In the HCL 2 API, mapping from the syntax-specific infosets to the abstract infoset is always driven by a schema. This is a similar idea to HCL 1's decoder, but instead of describing the desired structure using the Go type system infoset, the implementer describes it using concepts from the HCL 2 abstract infoset:

content, diags := body.Content(&hcl.BodySchema{
    Attributes: []hcl.AttributeSchema{
        {Name: "name", Required: true},
    },
    Blocks: []hcl.BlockHeaderSchema{
        {
            Type: "network_interface",
            Labels: []string{"name"},
        },
    },
})

Each input syntax has its own separate implemention of Body which abstracts over the syntax-specific infoset it came from. Each implementation's implementation of Body is responsible for mapping its syntax-specific infoset concepts onto syntax-agnostic infoset concepts, while using the given schema as guidance to resolve any ambiguity.

The native syntax infoset maps one-to-one with the abstract infoset, so its implementation is relatively straighforward. The JSON infoset is a subset of the HCL abstract infoset though, so we need the information in the schema to choose which of possibly-several abstract infoset concepts a JSON infoset concept should map to.

This compromise allows Terraform to describe the exact structure it is expecting in terms of the abstract infoset and have that enforced for the native syntax while the JSON syntax implementation instead uses it to inform the mapping.

JSON Mapping Ambiguity

The key implication of this approach is that the meaning of particular JSON input can differ based on the schema used to decode it, even if the input itself is unchanged. A JSON input that is valid under one schema may be invalid under another.

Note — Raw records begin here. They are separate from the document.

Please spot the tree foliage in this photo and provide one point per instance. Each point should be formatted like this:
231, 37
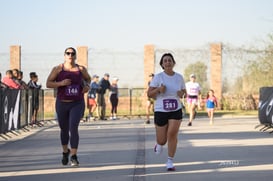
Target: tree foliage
259, 73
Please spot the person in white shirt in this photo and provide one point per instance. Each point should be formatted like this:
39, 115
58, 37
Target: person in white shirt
193, 92
167, 88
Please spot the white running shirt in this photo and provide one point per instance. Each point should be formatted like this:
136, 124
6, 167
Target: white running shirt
168, 101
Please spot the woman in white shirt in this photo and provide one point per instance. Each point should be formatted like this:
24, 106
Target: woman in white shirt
167, 88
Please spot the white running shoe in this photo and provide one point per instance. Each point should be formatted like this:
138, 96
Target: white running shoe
169, 165
158, 149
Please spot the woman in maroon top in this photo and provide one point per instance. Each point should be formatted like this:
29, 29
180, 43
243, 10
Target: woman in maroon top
72, 81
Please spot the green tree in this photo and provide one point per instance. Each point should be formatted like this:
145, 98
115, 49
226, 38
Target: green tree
259, 73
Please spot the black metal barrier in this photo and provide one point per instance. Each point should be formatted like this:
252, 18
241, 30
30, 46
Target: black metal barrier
15, 108
266, 108
266, 105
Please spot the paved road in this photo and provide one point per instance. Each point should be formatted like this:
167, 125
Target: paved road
231, 149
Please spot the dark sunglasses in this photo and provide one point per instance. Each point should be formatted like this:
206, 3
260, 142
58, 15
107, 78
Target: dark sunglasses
70, 53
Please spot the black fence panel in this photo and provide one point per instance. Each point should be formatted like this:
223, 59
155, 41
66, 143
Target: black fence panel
266, 105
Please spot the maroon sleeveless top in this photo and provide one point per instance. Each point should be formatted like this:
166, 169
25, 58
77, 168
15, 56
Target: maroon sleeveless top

Consider the following input, for example:

{
    "name": "baz",
    "network_interface": [
        {
            "foo": {}
        },
        {
            "bar": {}
        }
    ]
}

With the schema above, that would be interpreted like the following native syntax input:

name = "baz"

network_interface "foo" {}
network_interface "bar" {}

But if the schema instead had no labels defined for that network_interface block type, it would be interpreted as the following instead:

name = "baz"

network_interface {
    foo = {}
}
network_interface {
    bar = {}
}

...and if network_interface were declared as an attribute instead of a block:

name = "baz"

network_interface = [
  {
    foo = {}
  },
  {
    bar = {}
  },
]

And this is the subtlety of the claim of HCL being "fully JSON compatible": it doesn't mean that any JSON input can be mapped mechanically into HCL syntax, but rather that for any specific schema there is no abstract infoset result that can be obtained by mapping from native syntax infoset that cannot be obtained also by a mapping from the JSON infoset.

A tool to convert from JSON syntax to native syntax is possible in principle, but in order to produce a valid result it is not sufficient to map directly from the JSON infoset to the native syntax infoset. Instead, the tool must map from JSON infoset to the application-specific infoset, and then back from there to the native syntax infoset. In other words, such a tool would need to be application-specific.

The current HCL 2 implementation lacks helpers to assist applications with implementing a mapping like this. Moving from a physical infoset to an abstract infoset is often a lossy operation, so to handle such a conversion automatically would require some special accommodations to ensure that important details are not lost in the mapping so that a reverse mapping back to a physical infoset is possible.

Such facilities may come in later releases of HCL 2, but for now the best approach is to let humans write HCL and let machines generate JSON, and let applications themselves handle the mapping from both syntaxes to the applcation's infoset, rather than trying to map between syntaxes ahead of time.

For Terraform in particular, the updated docs for Terraform v0.12 describe in detail the mapping from JSON syntax to Terraform's own infoset, using the HCL native syntax infoset concepts. As other applications migrate from HCL 1 to HCL 2, or use HCL 2 from their inception, they will hopefully also provide such documentation.